Let's have symbols for all nodes. From P, the first node to the right shall be #P_1#, the next to the right shall be #P_2#, and the 3rd to the right is already known as Q. From R, the first node to the right shall be #R_1#, the next to the right shall be #R_2#, and the 3rd to the right is already known as S.
Since there is no connection from Q toward the right, the path thru the resistor between #P_2# and Q can have no current thru it. The same can be said about the path thru the resistor between #R_2# and S. Therefore we can ignore the 2 resistors farthest to the right.
Let's evaluate smaller portions of the circuit and calculate their equivalent resistance. And we will work our way thru the circuit using that equivalent resistance to form another portion of the circuit to form another equivalent resistance incorporating more of the original circuit. Call the first equivalent resistance determined #R_"eq1"#, the next #R_"eq2"# and so on.
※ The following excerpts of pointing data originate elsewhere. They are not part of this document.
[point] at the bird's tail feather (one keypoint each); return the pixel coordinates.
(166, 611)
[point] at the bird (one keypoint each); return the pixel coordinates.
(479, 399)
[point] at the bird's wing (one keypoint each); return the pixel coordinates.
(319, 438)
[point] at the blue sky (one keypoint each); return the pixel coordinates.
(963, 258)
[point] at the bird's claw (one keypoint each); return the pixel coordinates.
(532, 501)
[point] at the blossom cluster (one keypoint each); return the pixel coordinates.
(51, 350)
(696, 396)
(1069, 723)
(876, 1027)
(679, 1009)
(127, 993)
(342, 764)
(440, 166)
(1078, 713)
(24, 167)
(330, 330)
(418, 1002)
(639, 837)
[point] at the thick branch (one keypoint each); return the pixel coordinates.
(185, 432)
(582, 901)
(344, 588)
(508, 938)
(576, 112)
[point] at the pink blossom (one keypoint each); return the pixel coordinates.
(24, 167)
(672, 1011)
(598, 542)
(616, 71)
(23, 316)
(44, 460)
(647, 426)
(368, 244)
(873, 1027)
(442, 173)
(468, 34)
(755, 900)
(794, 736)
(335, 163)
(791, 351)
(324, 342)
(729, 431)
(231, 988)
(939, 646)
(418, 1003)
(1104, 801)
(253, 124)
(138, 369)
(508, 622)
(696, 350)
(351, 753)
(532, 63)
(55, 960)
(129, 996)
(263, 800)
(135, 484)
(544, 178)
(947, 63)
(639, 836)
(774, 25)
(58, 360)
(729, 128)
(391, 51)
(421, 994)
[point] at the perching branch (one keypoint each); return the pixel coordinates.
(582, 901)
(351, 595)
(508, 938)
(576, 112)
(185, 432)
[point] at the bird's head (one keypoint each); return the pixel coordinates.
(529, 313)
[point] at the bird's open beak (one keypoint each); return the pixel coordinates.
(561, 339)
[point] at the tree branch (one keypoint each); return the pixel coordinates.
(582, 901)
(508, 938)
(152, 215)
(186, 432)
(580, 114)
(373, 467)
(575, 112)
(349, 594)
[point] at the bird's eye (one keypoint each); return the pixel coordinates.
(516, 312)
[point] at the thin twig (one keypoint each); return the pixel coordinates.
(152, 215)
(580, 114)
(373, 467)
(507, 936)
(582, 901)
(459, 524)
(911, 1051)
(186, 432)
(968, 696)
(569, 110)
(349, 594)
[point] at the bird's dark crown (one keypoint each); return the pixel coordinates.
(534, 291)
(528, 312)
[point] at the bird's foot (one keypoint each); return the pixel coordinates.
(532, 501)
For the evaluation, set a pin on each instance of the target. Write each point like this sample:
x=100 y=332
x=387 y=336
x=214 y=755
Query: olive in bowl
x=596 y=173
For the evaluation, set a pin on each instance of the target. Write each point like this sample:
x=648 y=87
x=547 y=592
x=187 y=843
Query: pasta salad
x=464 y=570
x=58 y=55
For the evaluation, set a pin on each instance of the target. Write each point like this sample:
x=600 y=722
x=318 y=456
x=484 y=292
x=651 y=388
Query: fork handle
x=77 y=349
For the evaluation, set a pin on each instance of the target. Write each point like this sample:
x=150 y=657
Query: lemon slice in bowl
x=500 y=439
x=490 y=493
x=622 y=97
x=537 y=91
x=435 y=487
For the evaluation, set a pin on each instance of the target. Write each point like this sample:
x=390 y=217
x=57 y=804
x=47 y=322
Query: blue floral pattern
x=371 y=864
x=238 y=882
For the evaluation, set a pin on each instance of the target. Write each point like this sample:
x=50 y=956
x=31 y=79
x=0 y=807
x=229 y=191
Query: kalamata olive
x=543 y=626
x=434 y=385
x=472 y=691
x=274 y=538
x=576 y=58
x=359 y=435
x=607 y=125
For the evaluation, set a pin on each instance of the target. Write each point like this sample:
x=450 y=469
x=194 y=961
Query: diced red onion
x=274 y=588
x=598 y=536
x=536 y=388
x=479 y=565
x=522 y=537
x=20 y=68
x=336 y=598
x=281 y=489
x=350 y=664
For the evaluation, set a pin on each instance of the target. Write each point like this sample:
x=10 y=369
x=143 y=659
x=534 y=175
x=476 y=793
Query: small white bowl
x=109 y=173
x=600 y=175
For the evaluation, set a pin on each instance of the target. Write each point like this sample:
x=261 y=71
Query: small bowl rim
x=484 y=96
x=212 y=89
Now, notice the 3 resistors in the path #P_1#, #P_2#, #R_1#, and #R_2#. Those 3 resistors are in series, so the equivalent resistance, #R_"eq1"#, of those 3 is given by
#R_"eq1" = 10Omega+10Omega+10Omega = 30 Omega#
Those #30 Omega#s are in parallel with the #10 Omega# directly between #P_1# and #R_1#. The equivalent resistance, #R_"eq2"#, of that parallel combination is given by
#R_"eq2" = (30 Omega * 10 Omega)/(30 Omega + 10 Omega) = 7.5 Omega#
The resistor between #P and P_1#, the equivalent resistance, #R_"eq2"#; and the resistor between#R and R_1#, form a series combination. The equivalent resistance, #R_"eq final"#, of that series combination will be the final answer to the question. It is given by
#R_"eq final" = 10Omega+7.5Omega+10Omega = 27.5Omega#
I hope this helps,
Steve